3‐D Nanofabrication of Silicon and Nanostructure Fine‐Tuning via Helium Ion Implantation

Abstract Despite the continued scaling down of semiconductor manufacturing, traditional lithography‐based nanofabrication only produces thin film structures, not 3‐D shapes. 3‐D nanofabrication remains a major challenge, especially for semiconductor materials. Most 3‐D nanofabrication techniques, such as two‐photon printing and stereolithography, mostly work for polymer materials, not solid‐state semiconductor materials. Here, a method capable of fabricating sophisticated 3‐D nanostructures of silicon based on the subsurface swelling phenomenon using focused helium ion swelling is reported. Silicon nanosphere arrays, hierarchical nanospheres mimicking compound lenses, nano‐Taichi symbols, three‐layer nanotowers, and nanopumpkins have been demonstrated, which are challenging for existing nanofabrication technology. The produced silicon nanostructures exhibit super small surface roughness as small as 0.1 nm, two orders of magnitude better than existing 3‐D nanofabrication technologies normally above 10 nm. The super small surface roughness opens doors for many exciting applications in photonics, indicating small photon losses.
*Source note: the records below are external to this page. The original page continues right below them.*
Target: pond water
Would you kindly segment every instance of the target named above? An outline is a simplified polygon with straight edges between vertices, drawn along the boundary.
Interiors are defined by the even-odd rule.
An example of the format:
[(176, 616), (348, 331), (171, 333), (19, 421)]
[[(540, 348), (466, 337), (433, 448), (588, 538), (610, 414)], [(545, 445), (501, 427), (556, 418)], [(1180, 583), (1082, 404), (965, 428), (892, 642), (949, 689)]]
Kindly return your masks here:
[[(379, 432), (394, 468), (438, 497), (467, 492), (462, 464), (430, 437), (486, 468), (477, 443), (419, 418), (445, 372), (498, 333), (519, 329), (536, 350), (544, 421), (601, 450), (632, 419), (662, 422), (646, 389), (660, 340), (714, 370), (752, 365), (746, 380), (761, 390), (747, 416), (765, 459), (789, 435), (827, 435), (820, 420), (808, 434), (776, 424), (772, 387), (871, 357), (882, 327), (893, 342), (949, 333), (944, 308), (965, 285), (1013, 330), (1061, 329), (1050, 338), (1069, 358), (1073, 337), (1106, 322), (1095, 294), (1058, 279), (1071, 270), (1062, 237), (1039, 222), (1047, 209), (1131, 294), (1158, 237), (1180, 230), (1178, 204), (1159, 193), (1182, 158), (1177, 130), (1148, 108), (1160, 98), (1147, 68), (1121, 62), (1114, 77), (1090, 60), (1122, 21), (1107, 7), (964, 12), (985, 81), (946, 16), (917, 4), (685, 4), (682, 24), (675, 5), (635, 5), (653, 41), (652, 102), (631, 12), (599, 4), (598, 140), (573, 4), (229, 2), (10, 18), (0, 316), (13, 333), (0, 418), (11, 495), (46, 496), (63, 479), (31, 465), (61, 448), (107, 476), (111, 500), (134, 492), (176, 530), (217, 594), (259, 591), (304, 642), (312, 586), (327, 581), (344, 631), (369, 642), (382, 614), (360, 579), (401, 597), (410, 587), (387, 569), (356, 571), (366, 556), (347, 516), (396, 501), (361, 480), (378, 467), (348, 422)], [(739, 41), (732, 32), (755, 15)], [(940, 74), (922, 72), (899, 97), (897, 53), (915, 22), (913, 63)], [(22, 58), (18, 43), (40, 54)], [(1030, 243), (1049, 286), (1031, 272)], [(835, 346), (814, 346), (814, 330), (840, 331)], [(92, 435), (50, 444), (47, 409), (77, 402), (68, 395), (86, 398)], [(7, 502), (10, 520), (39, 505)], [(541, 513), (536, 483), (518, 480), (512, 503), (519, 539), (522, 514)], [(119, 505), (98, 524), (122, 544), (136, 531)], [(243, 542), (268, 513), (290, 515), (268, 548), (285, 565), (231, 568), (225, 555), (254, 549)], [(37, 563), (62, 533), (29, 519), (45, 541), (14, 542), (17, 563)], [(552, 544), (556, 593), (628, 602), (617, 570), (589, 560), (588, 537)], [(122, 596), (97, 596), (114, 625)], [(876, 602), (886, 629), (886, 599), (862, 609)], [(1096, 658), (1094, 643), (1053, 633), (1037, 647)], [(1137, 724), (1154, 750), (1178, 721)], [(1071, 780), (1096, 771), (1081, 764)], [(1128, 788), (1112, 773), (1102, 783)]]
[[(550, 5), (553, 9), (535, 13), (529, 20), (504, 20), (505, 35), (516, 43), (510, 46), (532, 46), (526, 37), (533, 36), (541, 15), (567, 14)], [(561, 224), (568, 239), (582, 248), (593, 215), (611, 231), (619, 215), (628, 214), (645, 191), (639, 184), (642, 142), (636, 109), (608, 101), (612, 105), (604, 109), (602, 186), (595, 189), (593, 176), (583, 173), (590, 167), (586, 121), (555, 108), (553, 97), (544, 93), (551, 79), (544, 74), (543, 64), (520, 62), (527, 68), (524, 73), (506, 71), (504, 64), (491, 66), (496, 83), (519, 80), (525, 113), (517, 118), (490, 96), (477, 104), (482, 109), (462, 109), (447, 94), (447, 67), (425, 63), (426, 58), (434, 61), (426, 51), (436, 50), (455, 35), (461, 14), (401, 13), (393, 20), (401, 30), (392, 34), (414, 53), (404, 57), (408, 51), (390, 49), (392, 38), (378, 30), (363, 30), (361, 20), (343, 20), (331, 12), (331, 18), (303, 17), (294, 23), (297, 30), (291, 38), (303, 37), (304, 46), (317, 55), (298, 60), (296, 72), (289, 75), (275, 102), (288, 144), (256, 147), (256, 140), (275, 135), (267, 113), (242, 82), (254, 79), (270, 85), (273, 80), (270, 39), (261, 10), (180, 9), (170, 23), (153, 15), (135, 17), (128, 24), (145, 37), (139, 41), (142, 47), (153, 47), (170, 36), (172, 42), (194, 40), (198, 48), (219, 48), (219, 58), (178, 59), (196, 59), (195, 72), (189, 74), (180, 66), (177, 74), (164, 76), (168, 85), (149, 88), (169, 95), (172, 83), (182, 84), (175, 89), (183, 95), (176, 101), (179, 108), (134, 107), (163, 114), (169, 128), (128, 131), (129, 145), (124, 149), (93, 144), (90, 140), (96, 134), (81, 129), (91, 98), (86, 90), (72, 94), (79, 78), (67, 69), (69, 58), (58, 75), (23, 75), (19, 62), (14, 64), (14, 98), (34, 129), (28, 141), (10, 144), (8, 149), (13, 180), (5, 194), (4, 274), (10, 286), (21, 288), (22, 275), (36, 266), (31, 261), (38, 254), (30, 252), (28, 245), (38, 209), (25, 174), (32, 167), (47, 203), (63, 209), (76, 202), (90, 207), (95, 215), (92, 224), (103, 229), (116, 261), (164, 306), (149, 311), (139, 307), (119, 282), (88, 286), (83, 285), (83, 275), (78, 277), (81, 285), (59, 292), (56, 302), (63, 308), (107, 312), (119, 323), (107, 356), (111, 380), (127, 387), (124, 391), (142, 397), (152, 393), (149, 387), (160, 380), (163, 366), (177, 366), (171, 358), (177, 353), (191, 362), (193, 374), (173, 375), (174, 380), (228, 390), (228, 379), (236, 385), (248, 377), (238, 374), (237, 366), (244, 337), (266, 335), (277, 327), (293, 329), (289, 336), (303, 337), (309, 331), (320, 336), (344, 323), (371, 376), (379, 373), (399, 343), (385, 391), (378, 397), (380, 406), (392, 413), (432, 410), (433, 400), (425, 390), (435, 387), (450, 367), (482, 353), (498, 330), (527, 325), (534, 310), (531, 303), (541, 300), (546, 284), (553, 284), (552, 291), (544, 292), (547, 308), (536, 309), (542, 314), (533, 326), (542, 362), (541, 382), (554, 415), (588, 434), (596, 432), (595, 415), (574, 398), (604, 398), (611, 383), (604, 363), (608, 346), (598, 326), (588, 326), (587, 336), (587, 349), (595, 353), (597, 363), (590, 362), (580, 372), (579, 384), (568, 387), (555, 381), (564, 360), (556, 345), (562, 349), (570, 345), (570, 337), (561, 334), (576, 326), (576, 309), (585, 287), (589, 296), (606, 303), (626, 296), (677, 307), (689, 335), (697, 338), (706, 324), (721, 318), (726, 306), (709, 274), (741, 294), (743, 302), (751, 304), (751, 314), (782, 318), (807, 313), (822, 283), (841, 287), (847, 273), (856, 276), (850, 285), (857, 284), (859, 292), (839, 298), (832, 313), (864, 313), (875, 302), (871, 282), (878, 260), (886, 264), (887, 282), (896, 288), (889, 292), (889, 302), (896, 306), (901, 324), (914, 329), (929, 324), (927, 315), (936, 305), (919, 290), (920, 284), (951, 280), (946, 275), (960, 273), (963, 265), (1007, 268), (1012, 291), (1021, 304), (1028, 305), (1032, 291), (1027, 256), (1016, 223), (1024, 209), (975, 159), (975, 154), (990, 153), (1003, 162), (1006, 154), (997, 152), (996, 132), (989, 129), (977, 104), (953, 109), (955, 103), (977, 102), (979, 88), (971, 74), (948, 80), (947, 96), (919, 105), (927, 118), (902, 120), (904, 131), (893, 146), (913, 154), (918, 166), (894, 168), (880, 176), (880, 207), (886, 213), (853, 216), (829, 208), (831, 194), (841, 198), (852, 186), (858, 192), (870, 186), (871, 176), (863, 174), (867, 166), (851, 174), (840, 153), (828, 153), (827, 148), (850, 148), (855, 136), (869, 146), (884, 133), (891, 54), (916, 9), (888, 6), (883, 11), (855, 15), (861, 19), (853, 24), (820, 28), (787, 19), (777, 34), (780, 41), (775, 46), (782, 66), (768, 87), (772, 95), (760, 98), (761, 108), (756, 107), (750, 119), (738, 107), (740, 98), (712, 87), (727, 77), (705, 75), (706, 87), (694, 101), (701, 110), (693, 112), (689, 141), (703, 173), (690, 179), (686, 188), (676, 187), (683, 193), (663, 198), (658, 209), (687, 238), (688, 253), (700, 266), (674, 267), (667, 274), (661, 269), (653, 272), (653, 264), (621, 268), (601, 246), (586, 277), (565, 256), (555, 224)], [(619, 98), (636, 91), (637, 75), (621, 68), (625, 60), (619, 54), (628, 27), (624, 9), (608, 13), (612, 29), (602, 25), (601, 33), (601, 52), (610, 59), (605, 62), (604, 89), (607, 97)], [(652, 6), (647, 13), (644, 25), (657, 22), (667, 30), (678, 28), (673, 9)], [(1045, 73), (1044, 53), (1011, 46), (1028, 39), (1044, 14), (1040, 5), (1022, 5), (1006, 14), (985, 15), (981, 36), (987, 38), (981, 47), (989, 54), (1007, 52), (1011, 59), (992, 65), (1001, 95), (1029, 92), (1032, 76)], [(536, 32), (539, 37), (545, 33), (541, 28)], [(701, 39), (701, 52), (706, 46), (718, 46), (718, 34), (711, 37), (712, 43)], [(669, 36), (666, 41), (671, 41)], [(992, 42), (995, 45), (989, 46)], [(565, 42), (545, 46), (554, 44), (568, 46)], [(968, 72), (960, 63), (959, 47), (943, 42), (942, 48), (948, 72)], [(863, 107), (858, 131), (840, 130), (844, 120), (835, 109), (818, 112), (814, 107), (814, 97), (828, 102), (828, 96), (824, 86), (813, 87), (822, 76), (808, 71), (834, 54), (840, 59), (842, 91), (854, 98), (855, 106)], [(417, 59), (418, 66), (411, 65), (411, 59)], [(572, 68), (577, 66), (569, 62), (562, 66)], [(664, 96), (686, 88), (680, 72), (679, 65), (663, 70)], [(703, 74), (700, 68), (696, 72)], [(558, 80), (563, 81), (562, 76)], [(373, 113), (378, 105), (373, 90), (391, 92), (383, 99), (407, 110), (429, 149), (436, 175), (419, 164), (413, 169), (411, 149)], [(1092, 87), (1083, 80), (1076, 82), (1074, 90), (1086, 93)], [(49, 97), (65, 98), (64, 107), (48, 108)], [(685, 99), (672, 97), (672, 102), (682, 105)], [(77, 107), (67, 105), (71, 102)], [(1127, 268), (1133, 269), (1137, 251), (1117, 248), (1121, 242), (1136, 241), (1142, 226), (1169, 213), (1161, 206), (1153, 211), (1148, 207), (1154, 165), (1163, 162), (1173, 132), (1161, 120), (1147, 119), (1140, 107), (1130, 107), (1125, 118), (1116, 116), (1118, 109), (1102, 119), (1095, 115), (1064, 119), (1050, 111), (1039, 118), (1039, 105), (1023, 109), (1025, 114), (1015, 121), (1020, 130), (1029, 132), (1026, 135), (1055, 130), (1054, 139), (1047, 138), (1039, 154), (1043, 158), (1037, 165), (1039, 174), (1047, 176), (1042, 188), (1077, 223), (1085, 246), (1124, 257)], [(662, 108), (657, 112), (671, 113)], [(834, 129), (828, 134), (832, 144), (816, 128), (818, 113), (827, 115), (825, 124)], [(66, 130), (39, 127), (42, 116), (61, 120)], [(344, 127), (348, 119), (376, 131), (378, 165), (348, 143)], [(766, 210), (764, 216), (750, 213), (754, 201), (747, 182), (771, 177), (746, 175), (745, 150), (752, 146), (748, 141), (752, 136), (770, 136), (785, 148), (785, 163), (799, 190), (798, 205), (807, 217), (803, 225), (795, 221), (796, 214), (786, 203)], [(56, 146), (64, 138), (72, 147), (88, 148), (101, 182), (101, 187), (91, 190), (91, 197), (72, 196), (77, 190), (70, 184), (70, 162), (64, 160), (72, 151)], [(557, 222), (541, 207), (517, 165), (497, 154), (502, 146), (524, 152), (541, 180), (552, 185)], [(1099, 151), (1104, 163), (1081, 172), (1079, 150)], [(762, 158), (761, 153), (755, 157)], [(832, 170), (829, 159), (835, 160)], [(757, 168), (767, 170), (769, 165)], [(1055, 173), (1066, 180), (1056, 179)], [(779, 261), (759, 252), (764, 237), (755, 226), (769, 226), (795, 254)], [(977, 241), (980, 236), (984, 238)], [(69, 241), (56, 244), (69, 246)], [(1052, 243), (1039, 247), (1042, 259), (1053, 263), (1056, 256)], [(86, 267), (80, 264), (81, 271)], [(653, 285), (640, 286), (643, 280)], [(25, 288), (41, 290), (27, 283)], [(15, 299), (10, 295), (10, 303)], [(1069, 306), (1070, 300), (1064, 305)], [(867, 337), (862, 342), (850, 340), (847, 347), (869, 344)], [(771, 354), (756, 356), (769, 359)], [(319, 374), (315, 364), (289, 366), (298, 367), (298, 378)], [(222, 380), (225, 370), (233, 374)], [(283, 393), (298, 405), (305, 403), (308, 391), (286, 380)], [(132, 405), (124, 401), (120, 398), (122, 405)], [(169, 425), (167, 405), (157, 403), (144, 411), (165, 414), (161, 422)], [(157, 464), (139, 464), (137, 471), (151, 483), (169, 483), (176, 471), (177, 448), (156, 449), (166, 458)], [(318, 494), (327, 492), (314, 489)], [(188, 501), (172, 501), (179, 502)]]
Moreover, it is demonstrated ultraprecise fine‐tuning of critical dimensions of ready‐made nanostructures or nanodevices, such as tuning the tilting angle of the tip on the atomic force microscopy probe and reducing the nanogap between two metal electrodes from 200 to 4 nm, which is promising for improving nanodevice performances by tuning the critical dimensions to desired ranges.